The Novell model is similar to JBoss, another professional open source business of some note. The JBoss Group provides
paid services, consulting and support around the open source JBoss Application Server,
as well as open source projects like Tomcat, Hibernate and Nukes.

Marc Fleury, JBoss founder, chairman and CEO, and his company have been offering professional open source services
for years now, even before the term “professional open source” was coined. He believes Novell’s decision to use one of the
two open source business models that are known to work — giving away the software and charging for maintenance and
support and the dual-licensing like that of MySQL — was a good one, but he wonders how it can make Mono
profitable.

“In the operating system world, the value add from Red Hat is that Linux is really a thousand little projects that
all move independently; the value add that Red Hat provides is versioning everything, saying ‘all these are Red Hat
8.1’ and offering support on that,” Fleury said. “In the case of a virtual machine, which is really what the Mono
Project is about, there is some business in the Java Virtual Machine support but not that much.

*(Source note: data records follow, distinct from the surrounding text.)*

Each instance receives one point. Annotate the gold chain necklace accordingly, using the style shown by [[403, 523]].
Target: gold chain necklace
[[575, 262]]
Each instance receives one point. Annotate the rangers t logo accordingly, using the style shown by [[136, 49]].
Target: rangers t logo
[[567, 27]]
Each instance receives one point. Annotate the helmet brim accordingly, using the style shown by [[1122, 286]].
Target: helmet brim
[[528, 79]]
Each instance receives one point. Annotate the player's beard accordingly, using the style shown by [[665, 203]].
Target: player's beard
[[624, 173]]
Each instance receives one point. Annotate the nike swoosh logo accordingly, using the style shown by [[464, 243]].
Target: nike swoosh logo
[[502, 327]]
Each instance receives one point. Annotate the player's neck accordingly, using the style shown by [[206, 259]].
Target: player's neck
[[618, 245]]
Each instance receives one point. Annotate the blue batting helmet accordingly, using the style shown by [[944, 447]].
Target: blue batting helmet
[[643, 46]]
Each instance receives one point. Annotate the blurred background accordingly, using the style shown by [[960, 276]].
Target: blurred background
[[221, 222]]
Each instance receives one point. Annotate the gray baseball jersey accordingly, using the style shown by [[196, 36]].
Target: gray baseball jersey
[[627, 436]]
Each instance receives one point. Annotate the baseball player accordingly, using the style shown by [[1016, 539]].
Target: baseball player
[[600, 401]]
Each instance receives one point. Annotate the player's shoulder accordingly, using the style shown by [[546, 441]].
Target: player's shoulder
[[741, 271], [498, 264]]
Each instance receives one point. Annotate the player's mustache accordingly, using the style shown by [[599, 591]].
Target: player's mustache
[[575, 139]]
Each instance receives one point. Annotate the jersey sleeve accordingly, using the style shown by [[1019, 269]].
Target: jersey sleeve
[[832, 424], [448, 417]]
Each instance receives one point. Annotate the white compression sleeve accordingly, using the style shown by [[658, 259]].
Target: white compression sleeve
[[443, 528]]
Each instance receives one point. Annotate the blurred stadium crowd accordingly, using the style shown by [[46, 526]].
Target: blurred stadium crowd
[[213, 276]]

“People definitely want support as they go into production,” he continued, “but it may be a difficult market for
them to grow a significant subscription revenue base. But we’ll see.”

That revenue base is probably behind Novell’s decision to roll up other open source projects once Mono
support is up and running smoothly. The company even started Novell Forge, an incubator of sorts. Taking a page
from the success of SourceForge.net, the world’s largest open source development forum, Novell Forge hosts projects on
its Web site for worldwide collaboration.

Jason Williams, director of technology for Web Commerce Group (WCG), said there’s a market for
companies who can provide enterprise-grade support for open source projects. WCG builds wireline and wireless Internet
applications for companies like rental car agency Avis on open source projects like JBoss and MySQL. Their experience
with the projects, and the need in the business world, prompted them to open a consulting service around the
technologies out there.

“Professional open source is out there and it’s there to stay; it’s getting a lot of momentum and a lot of push,”
Williams said.

He credits companies like Red Hat and IBM for their efforts in raising
the possibility of open source in an enterprise environment. Though harder to master than most
out-of-the-box software, open source is showing companies that proprietary, pricey software isn’t the only choice.

“It does tend to be more techie oriented. From a developer standpoint, there’s more legwork to be done to get things
up and running,” Williams said. “However, there’s the expression of ‘don’t make me eat the whole elephant’;
with proprietary software, you tend to get this feature-creep. With open source, you tend to have tools that
are designed to do one thing and one thing well.”